Asia, luogo con le maggiori aree di conflitto
In termini assoluti l'Asia è il luogo dove vivono più bambini in aree di conflitto, circa 195 milioni. In percentuale, invece, il primato spetta al Medio Oriente con il 40 per cento dei bambini che vivono in zone di guerra, pari a 35 milioni. Solo in Yemen, 85mila bambini sotto i cinque anni sono morti per fame oper malattie gravi dall'inizio del conflitto, tre anni fa. "È sconvolgente - ha spiegato Valerio Neri, direttore generale di Save the Children - che nel XXI secolo arretriamo su principi e standard morali così semplici: proteggere i bambini e i civili dovrebbe essere un imperativo, eppure ogni giorno i bambini vengono attaccati, perché i gruppi armati e le forze militari violano le leggi e i trattati internazionali".
I diritti violati dei bambini
Sono innumerevoli le violazioni dei diritti dei piccoli che hanno avuto la sfortuna di nascere in zone di guerra e il Consiglio di Sicurezza dell'Onu ha identificato sei gravissime categorie che vanno dall'uccisione e mutilazioni al reclutamento dei bambini soldato soprattutto in Paesi come la Repubblica Centrafricana alla Repubblica democratica del Congo, dalla violenza sessuale ai rapimenti, agli attacchi a scuole e ospedali fino alla negazione dell'accesso agli aiuti umanitari. Secondo l'analisi di Save the Children sulla base dei report delle Nazioni Unite, il numero di violazioni dei diritti deiminori nel 2017 è stato di 25mila, il numero più alto mai registrato prima.
La guerra in Yemen
Sono circa 6.500 i bambini rimasti uccisi o feriti in Yemen dall'inizio, tre anni fa, del conflitto tra lealisti appoggiati dall'Arabia Saudita e ribelli sciiti Houthi. E le prove raccolte nel Paese documentano che alcuni resti delle bombe esplose in zone civili, su case e villaggi con bambini, portano il codice A4447 che riconduce a una fabbrica di armi in Sardegna, la RWM. Lo denuncia Save the Children, che lancia una petizione per chiedere "al Ministro degli Affari Esteri di fermare immediatamente l'esportazione, la fornitura e il trasferimento di materiali di armamento alla Coalizione Saudita, armi che uccidono i bambini yemeniti e che quando anche sopravvivono, distruggono il loro futuro".
"Non possiamo renderci complici della morte di migliaia di civili inermi e di bambini, vendendo armi a Paesi che violano palesemente il diritto internazionale e i diritti dei bambini", spiega Valerio Neri.
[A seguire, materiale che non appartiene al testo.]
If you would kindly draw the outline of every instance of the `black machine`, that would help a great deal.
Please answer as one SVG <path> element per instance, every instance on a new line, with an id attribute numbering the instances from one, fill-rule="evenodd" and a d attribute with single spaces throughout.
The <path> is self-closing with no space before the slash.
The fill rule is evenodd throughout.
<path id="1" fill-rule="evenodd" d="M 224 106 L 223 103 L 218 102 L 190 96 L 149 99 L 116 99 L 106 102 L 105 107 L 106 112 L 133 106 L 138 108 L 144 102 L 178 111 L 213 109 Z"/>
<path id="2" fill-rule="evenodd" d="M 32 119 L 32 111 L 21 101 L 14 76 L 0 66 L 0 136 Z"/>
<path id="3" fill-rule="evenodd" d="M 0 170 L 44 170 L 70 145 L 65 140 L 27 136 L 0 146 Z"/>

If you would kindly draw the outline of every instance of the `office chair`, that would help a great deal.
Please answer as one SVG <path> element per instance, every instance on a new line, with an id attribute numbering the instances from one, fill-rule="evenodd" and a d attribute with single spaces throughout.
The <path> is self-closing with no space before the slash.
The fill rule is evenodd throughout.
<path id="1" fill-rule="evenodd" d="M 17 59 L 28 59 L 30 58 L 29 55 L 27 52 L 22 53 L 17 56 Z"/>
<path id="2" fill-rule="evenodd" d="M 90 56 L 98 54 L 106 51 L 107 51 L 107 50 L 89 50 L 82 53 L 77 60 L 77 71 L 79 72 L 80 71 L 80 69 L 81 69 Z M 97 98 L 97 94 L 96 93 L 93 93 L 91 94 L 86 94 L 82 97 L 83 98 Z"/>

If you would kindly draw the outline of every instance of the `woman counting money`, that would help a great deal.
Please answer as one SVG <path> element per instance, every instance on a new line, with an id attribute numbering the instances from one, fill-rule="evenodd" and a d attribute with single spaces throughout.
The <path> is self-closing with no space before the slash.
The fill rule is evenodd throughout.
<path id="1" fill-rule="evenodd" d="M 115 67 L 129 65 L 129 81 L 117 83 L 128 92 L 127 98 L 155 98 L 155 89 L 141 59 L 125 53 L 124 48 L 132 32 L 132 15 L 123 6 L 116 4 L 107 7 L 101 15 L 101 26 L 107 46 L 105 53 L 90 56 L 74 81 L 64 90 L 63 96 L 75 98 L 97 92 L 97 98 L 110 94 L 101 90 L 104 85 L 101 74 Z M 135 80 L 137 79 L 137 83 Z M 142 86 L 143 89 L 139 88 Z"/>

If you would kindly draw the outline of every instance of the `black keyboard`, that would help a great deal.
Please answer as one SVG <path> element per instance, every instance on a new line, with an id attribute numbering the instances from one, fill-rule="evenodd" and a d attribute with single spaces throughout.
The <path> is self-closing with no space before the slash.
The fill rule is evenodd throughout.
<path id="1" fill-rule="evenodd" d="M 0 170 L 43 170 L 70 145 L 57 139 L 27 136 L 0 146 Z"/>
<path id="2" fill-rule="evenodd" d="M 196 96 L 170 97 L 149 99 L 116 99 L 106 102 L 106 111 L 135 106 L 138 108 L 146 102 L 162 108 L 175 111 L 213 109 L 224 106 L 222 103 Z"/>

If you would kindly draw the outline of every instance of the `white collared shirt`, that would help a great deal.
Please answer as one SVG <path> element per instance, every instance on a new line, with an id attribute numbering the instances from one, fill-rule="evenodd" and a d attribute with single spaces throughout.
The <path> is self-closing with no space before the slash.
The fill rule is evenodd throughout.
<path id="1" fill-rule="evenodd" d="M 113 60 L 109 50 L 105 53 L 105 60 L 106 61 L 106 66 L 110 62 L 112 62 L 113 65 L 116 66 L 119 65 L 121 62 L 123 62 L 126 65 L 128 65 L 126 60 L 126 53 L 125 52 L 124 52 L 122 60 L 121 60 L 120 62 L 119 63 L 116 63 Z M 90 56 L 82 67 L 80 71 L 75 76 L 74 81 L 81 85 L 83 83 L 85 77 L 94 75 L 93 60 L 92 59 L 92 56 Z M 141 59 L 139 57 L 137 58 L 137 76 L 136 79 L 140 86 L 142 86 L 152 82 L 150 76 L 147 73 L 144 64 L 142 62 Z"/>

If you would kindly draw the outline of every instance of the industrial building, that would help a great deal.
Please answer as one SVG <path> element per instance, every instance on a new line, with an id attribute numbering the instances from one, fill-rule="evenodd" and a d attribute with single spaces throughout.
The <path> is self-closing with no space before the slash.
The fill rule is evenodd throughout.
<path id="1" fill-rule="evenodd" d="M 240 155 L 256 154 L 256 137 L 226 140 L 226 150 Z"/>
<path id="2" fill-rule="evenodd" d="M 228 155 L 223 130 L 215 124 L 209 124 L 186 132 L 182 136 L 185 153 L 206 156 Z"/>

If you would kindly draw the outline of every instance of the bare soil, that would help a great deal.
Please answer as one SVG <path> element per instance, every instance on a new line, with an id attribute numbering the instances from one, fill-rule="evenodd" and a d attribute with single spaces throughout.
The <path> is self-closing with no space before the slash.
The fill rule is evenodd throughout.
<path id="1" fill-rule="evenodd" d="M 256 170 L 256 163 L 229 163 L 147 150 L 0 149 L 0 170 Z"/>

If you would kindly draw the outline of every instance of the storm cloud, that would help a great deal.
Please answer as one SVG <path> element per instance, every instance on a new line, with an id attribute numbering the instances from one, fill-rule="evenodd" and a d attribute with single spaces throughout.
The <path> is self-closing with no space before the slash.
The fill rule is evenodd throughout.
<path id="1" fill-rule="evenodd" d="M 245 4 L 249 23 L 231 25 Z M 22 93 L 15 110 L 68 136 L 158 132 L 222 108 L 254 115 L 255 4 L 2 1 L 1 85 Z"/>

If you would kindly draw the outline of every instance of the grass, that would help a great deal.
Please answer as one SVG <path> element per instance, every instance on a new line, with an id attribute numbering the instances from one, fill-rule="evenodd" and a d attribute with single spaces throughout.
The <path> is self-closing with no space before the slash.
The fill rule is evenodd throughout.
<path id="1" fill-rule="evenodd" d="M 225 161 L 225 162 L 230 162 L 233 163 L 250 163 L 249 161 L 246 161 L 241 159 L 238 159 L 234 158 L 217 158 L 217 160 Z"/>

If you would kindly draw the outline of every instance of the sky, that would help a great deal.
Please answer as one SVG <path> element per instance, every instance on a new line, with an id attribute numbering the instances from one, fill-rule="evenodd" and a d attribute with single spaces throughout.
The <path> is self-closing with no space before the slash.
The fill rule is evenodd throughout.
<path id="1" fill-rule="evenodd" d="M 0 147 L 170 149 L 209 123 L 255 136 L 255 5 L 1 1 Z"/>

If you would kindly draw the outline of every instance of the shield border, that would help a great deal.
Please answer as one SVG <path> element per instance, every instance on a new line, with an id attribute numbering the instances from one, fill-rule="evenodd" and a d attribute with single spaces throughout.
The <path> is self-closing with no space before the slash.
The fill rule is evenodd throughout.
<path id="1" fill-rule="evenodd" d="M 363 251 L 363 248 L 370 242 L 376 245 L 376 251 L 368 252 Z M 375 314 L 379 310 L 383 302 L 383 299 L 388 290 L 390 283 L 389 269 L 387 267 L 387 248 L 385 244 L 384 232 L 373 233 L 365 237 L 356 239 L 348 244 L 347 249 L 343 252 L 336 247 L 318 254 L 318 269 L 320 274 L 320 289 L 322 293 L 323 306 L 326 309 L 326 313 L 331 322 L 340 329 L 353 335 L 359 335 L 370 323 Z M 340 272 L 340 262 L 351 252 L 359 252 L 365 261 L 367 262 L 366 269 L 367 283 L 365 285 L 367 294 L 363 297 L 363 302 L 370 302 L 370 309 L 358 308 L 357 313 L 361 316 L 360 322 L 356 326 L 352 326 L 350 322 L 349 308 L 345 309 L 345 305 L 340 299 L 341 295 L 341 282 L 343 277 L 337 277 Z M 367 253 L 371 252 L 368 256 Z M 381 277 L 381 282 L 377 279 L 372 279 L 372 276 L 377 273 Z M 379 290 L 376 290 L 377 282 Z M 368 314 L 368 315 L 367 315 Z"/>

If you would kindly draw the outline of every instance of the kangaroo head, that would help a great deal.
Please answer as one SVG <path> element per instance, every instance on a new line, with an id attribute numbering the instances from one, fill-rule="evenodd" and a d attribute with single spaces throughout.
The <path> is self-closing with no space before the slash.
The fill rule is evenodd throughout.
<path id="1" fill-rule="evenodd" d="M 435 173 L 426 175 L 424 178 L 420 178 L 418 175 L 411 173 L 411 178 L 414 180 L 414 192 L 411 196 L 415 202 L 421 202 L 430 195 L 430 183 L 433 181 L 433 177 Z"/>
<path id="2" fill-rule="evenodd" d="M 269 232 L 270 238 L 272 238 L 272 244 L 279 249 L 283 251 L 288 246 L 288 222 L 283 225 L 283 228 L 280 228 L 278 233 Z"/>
La RWM ITalia S.p.A., si legge nel Rapporto, è una fabbrica di armamenti parte del conglomerato industriale tedesco della Rheinmetall. La principale attività è la produzione di sistemi antimine, munizioni e testate di medio e grosso calibro. La compagnia ha sede legale a Ghedi (Brescia) e stabilimento produttivo a Domusnovas, in provincia di Carbonia-Iglesias, in Sardegna. L'utilizzo di ordigni della serie MK da 500 a 2000 libbre di fabbricazione italiana da parte dell'aviazione saudita è confermato dal Rapporto finale del gruppo di esperti sullo Yemen, commissionato dall'Onu.